TCH: Finishing the project. I have so many half or partial completed works it makes me crazy.

JJ: What is your favorite thing about being an author?

TCH: Bringing my characters to life and allowing them to meld with the landscapes I’ve thrown them in.

JJ: What do you like least about being an author?

TCH: Editing. Probably the most important aspect of writing, but the least enjoyable.

JJ: How many books do you currently have available?

TCH: I have four novels, Veils, The Pumpkin Seed, Music Box Sonata, and Maiden Fair, one novella, The Smell of Ginger, and one short story collection, Mothertrucker and Other Stories.

JJ: What projects are you currently working on?

TCH: I am editing a second collection of short stories, researching my next Once Upon a Time in Texas fairy tale reimagining, and working on a werewolf novel I started back in the late 1990’s.

JJ: Do you have any books coming out soon?

TCH: I have a collection of flash and short fiction, In the Blink of a Wicked Eye, due out this year from Sirens Call Publications, and a novel, Down in the Hollow There, to be published November 2014 by Angelic Knight Press.

JJ: Which book, or series, is your favorite?

TCH: My favorite horror novel is The Werewolf of Paris by Guy Endore.

JJ: Who are some of your favorite authors?

TCH: Guy Endore
Richard Matheson
Ray Bradbury
Charles Beaumont
Robert Bloch
Anne Rice
Bram Stoker
Robert Aikman
Ernest Hemingway
William Faulkner
W. Somerset Maugham
Vladimir Nabokov
Sherman Alexie
Thomas Hardy
Joseph Conrad

JJ: Which book(s) inspire you the most?

TCH: Dracula, Interview With the Vampire, The Werewolf of Paris, and The Modern Library’s Great Tales of Terror and the Supernatural edited by Phyllis Cerf Wagner and Herbert Wise, originally published in 1944. The latter being what I consider the handbook for any budding or seasoned writer of horror and the supernatural.

JJ: Do you listen to music when you write?

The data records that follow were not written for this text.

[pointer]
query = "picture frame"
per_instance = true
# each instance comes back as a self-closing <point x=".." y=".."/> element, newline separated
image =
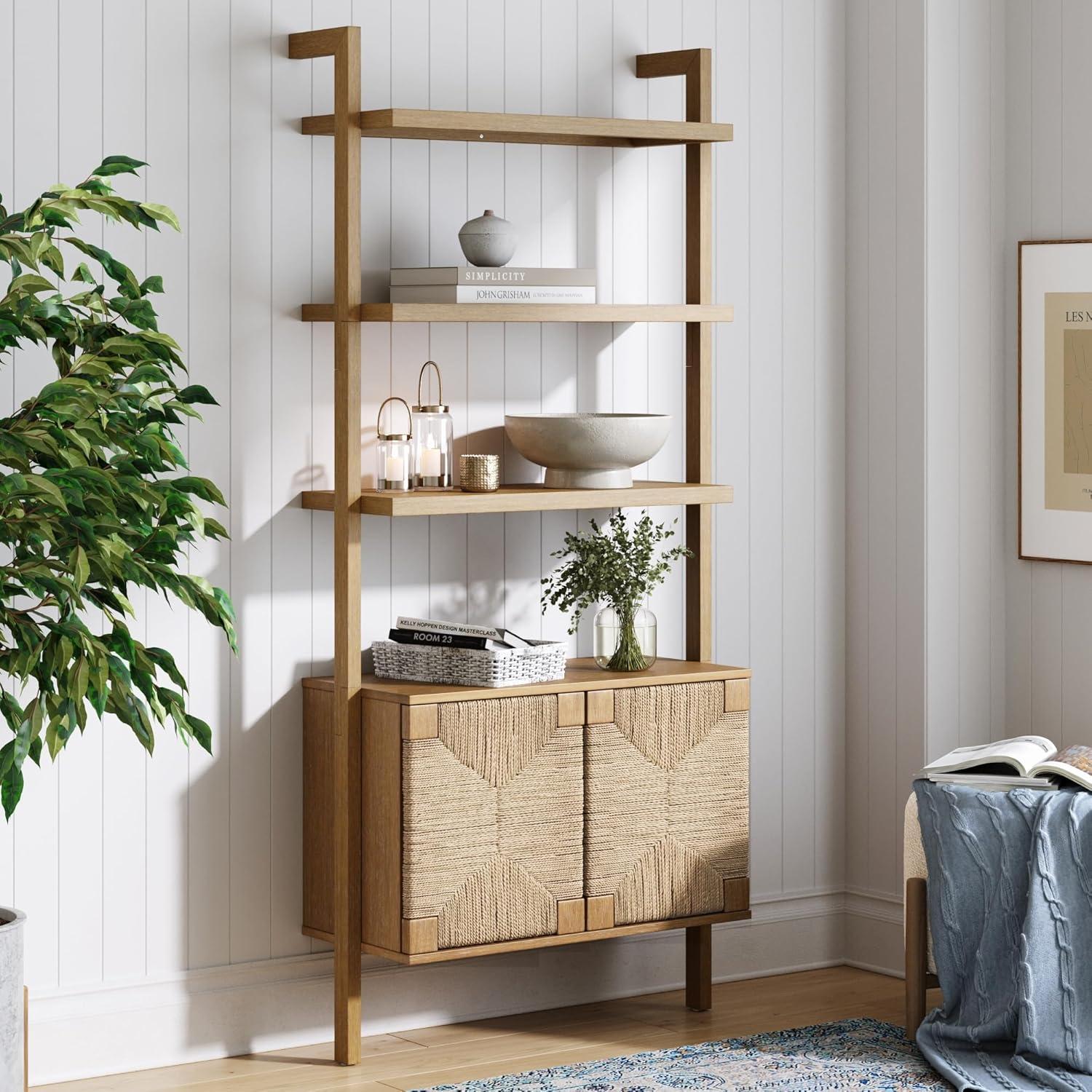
<point x="1054" y="400"/>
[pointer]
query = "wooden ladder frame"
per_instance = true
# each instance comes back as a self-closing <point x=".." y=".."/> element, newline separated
<point x="343" y="45"/>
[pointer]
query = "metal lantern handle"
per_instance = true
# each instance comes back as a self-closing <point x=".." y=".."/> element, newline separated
<point x="379" y="417"/>
<point x="439" y="382"/>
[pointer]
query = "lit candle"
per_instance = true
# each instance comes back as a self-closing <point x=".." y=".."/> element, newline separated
<point x="430" y="462"/>
<point x="395" y="469"/>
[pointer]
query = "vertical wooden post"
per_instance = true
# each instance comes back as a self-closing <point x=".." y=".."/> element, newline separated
<point x="699" y="968"/>
<point x="343" y="44"/>
<point x="917" y="954"/>
<point x="699" y="360"/>
<point x="697" y="66"/>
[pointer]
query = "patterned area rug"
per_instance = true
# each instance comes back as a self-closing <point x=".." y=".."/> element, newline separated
<point x="850" y="1054"/>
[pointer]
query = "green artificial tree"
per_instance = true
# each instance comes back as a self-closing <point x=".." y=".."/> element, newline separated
<point x="94" y="495"/>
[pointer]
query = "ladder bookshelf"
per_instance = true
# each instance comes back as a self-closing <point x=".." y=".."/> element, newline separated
<point x="349" y="502"/>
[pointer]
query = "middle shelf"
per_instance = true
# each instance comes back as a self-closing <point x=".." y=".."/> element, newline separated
<point x="524" y="498"/>
<point x="526" y="312"/>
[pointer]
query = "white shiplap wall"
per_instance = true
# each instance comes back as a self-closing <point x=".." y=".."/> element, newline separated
<point x="135" y="874"/>
<point x="926" y="488"/>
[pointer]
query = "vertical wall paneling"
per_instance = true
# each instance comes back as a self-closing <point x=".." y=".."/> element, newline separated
<point x="8" y="367"/>
<point x="209" y="339"/>
<point x="124" y="783"/>
<point x="35" y="166"/>
<point x="882" y="505"/>
<point x="767" y="537"/>
<point x="829" y="456"/>
<point x="910" y="436"/>
<point x="926" y="581"/>
<point x="799" y="443"/>
<point x="80" y="772"/>
<point x="251" y="483"/>
<point x="1002" y="489"/>
<point x="1048" y="148"/>
<point x="1076" y="224"/>
<point x="858" y="288"/>
<point x="1017" y="212"/>
<point x="375" y="19"/>
<point x="976" y="368"/>
<point x="167" y="773"/>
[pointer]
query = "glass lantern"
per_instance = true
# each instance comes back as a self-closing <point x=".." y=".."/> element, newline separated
<point x="395" y="452"/>
<point x="432" y="437"/>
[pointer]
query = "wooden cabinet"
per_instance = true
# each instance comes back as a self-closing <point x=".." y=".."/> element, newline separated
<point x="578" y="810"/>
<point x="665" y="786"/>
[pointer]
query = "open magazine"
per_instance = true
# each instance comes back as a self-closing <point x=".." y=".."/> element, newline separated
<point x="1024" y="761"/>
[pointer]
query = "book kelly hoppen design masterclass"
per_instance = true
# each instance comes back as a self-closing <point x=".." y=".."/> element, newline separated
<point x="506" y="274"/>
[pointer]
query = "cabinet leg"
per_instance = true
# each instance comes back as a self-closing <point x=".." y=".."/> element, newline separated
<point x="917" y="954"/>
<point x="699" y="968"/>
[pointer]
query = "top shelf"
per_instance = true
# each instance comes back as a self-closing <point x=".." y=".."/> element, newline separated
<point x="524" y="129"/>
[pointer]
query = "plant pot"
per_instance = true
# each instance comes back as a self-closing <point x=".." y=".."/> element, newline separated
<point x="625" y="642"/>
<point x="11" y="998"/>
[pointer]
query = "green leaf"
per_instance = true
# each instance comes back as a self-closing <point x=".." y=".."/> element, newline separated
<point x="11" y="790"/>
<point x="162" y="213"/>
<point x="118" y="165"/>
<point x="79" y="566"/>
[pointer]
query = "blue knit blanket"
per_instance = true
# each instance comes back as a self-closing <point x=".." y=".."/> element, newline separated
<point x="1010" y="909"/>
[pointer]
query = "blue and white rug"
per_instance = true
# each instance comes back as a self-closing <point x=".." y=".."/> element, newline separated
<point x="851" y="1054"/>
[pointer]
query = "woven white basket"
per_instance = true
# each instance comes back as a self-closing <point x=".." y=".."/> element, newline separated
<point x="543" y="662"/>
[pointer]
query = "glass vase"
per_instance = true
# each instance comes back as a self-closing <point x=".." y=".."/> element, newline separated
<point x="625" y="641"/>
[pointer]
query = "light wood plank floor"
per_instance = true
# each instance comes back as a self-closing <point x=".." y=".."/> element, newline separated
<point x="415" y="1059"/>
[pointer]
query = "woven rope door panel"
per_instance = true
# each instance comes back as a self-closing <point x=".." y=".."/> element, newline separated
<point x="493" y="820"/>
<point x="666" y="802"/>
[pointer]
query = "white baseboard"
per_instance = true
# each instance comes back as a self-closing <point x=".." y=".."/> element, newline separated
<point x="275" y="1004"/>
<point x="875" y="941"/>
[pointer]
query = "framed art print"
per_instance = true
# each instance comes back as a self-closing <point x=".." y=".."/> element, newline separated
<point x="1054" y="351"/>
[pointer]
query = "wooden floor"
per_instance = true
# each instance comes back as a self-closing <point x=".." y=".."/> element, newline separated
<point x="416" y="1059"/>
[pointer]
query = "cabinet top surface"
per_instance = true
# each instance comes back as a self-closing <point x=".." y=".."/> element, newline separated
<point x="581" y="675"/>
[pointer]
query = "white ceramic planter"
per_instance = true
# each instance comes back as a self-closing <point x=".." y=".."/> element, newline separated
<point x="11" y="1000"/>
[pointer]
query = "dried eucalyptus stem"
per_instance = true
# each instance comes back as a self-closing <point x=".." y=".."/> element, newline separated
<point x="620" y="563"/>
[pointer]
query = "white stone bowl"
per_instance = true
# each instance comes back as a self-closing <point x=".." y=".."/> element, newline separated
<point x="587" y="450"/>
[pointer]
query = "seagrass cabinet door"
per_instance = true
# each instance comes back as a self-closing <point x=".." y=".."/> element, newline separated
<point x="666" y="819"/>
<point x="491" y="814"/>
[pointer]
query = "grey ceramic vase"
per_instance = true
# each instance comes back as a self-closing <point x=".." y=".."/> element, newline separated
<point x="488" y="240"/>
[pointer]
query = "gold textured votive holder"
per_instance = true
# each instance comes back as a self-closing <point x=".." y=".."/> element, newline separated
<point x="480" y="473"/>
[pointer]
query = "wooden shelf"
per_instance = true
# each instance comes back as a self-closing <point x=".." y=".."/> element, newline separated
<point x="524" y="129"/>
<point x="446" y="954"/>
<point x="526" y="312"/>
<point x="524" y="498"/>
<point x="582" y="674"/>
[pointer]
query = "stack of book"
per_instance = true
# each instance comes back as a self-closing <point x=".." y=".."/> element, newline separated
<point x="506" y="284"/>
<point x="454" y="635"/>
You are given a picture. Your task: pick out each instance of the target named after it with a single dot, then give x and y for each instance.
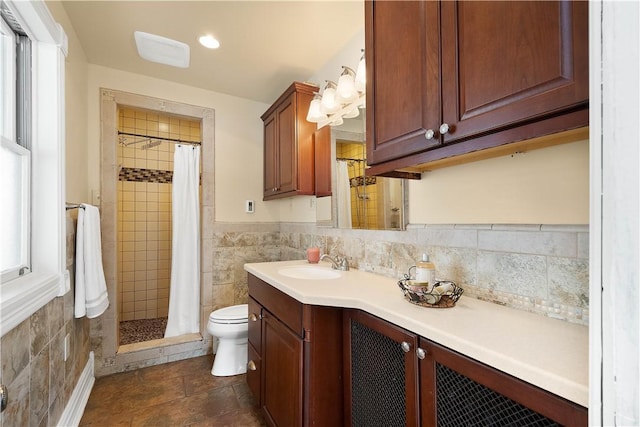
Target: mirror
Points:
(358, 201)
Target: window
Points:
(32, 219)
(15, 157)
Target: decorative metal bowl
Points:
(443, 294)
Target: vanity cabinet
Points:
(297, 352)
(394, 375)
(381, 372)
(288, 144)
(451, 78)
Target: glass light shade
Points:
(315, 114)
(336, 121)
(329, 102)
(209, 42)
(346, 89)
(361, 76)
(352, 112)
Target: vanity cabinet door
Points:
(403, 77)
(505, 63)
(381, 372)
(457, 390)
(282, 387)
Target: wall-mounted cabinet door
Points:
(402, 42)
(282, 391)
(450, 78)
(270, 180)
(287, 163)
(288, 144)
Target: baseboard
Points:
(75, 407)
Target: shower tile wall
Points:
(144, 211)
(367, 209)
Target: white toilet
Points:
(230, 326)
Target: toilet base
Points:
(230, 358)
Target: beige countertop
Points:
(549, 353)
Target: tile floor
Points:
(182, 393)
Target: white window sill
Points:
(22, 297)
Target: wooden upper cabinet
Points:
(403, 77)
(288, 144)
(507, 62)
(492, 73)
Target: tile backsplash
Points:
(538, 268)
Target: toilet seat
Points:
(236, 314)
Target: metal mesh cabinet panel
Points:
(378, 379)
(461, 401)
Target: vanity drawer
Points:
(279, 304)
(255, 324)
(254, 373)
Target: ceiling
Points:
(265, 45)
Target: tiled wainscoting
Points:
(538, 268)
(38, 379)
(541, 269)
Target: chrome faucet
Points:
(339, 263)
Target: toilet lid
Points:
(233, 314)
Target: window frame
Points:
(23, 296)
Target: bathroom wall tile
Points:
(515, 273)
(39, 387)
(569, 281)
(449, 237)
(456, 264)
(15, 349)
(537, 242)
(223, 296)
(583, 245)
(56, 315)
(378, 254)
(17, 412)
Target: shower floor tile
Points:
(173, 394)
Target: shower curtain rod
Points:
(174, 140)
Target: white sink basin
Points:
(309, 272)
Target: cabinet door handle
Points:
(421, 353)
(429, 134)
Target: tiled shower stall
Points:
(144, 209)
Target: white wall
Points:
(238, 142)
(77, 188)
(546, 186)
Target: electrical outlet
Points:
(67, 344)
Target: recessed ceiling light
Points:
(162, 50)
(209, 42)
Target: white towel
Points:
(91, 287)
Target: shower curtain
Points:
(343, 195)
(184, 293)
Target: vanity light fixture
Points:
(315, 114)
(209, 42)
(340, 101)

If so, what band(s) do you play?

TCH: I sometimes listen to moody classical music, but most of the time I like silence around me.

JJ: Any hobbies?
TCH: Abstract and impressionistic painting. I also sing 50’s and 60’s rock and roll.

JJ: Tell us some more about yourself including your website and where we can find you on social media sites:

TCH: I don’t have a blog, but I am on Twitter, Visionary Press’ blog, and I have an author’s page at Amazon.com. My Twitter address is TimothyHobbs@TimothyHobbs8.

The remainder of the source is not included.